Heck, to triage my problem, it's suggested to re-run the zpool import with other options. If I could iterate and converge on a operational set of recovery steps, without taking my entire server out and back up from cold boot, yeah that would be great!


You’re essentially re-discovering the principles of GNU Hurd.


Well, microkernels in general.


From what little I understand, GNU Hurd heavily emphasises its aspect of everything being a filesystem and that filesystem having a user-level driver. This is not, AFAIK, not an inherent consequence of microkernels in general.


I'm quite surprised a new API like this got merged without a clear (public) indication for why it was needed. Given that Linux commits to never breaking user-space, I'd imagine adding this new feature incurs a substantial and near-permanent cost in terms of maintenance, security, etc.

Is the mental model for this to treat it like a device driver (where it's off by default and can be turned on under specific circumstances), or is this thought of as part of the default-available kernel API that every system will have access to from now on? (I guess FUSE itself is a little fuzzy in this respect)


I'm not. It's a wet dream for any company that wants to do distributed block storage but doesn't want to update kernel module every time the new feature or fix gets added; nowadays a lot of that (like Ceph's RBD driver) needs to be in kernel, and it would need to be backported any time new feature that client wants would come along.

The code is tiny compared to full implementation of any of the block drivers and allows them to be moved to userspace so it also potentially saves a lot of maintenance in the future, because it would be the first choice if you're implementing another distributed block file system.

> Is the mental model for this to treat it like a device driver (where it's off by default and can be turned on under specific circumstances), or is this thought of as part of the default-available kernel API that every system will have access to from now on? (I guess FUSE itself is a little fuzzy in this respect)

As a device driver that can be fully tested with no actual hardware, and much smaller area of attack than real driver.


> Ublk has a lot of interesting potential, but the current use cases for it are not entirely clear.

I wonder how long it'll be before someone merges a cleaner set of APIs for user space drivers to go with this. Android has already built out their own parallel feature for this though I don't think it'd fly for the rest of the kernel given how closely integrated it is. Neat nonetheless :)

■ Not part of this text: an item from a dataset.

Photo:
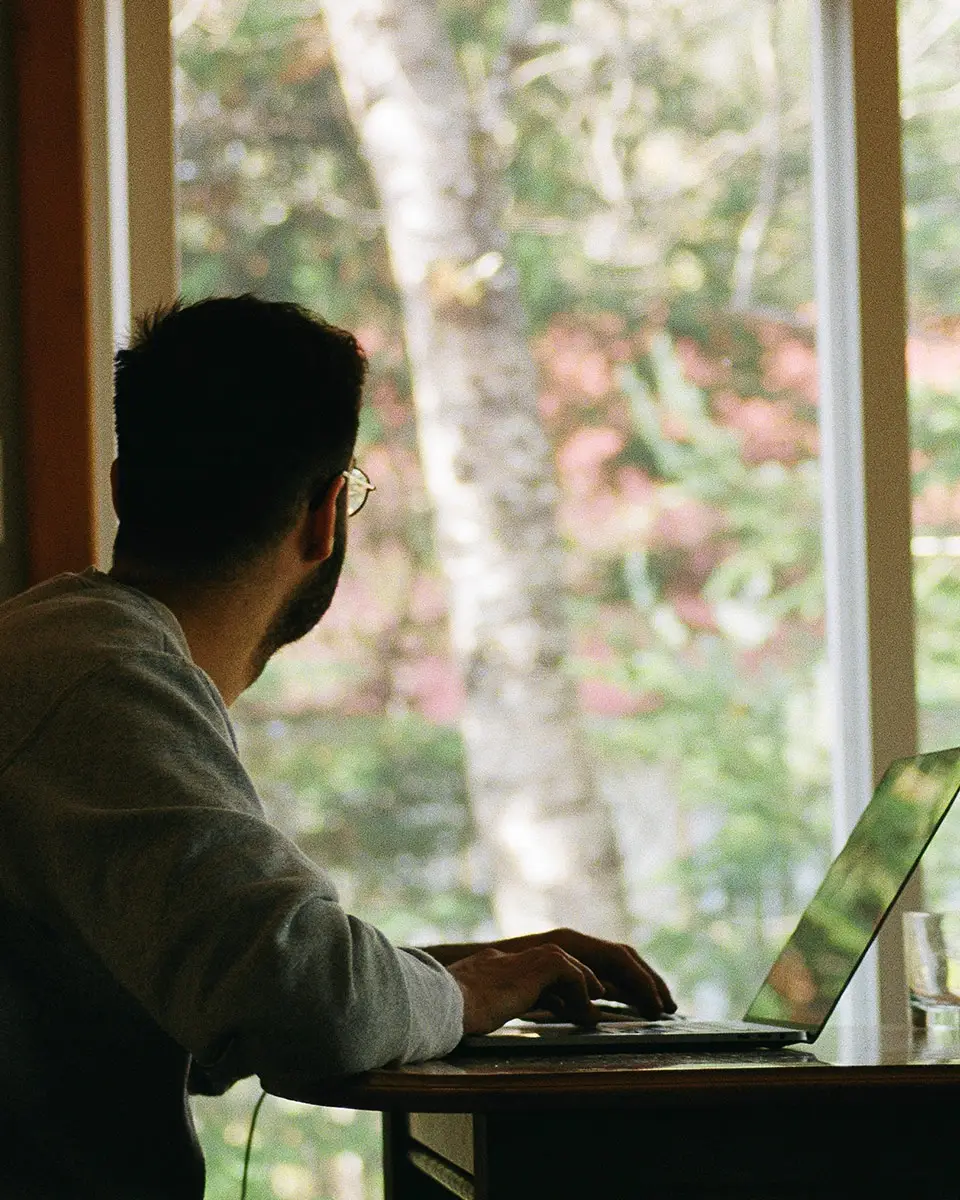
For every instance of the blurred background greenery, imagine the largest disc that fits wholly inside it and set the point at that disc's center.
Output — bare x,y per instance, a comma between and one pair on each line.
651,178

I think they resist that mainly because it makes it easier for companies that don't want to upstream their drivers, and nobody else.

Currently, if there is say a better, more efficient way to do some common task ,say storage drivers, do, you can just go in and refactor all of that.

With common interface, you're doomed. You might implement the better way and give it in API, but you can't force anyone to use it, and you can't deprecate the old one.

You also have to keep the old behaviour *forever*, even for things that "do not break userspace" so it's even bigger maintenance burden.

And what if your API is wrong ? Still gotta keep it... and someone might still use it and trip on the wrongness



Android nowadays is a kind of pseudo-microkernel, as since Android 8 all new drivers are required to be Treble based, and they call "legacy" to classical Linux kernel drivers.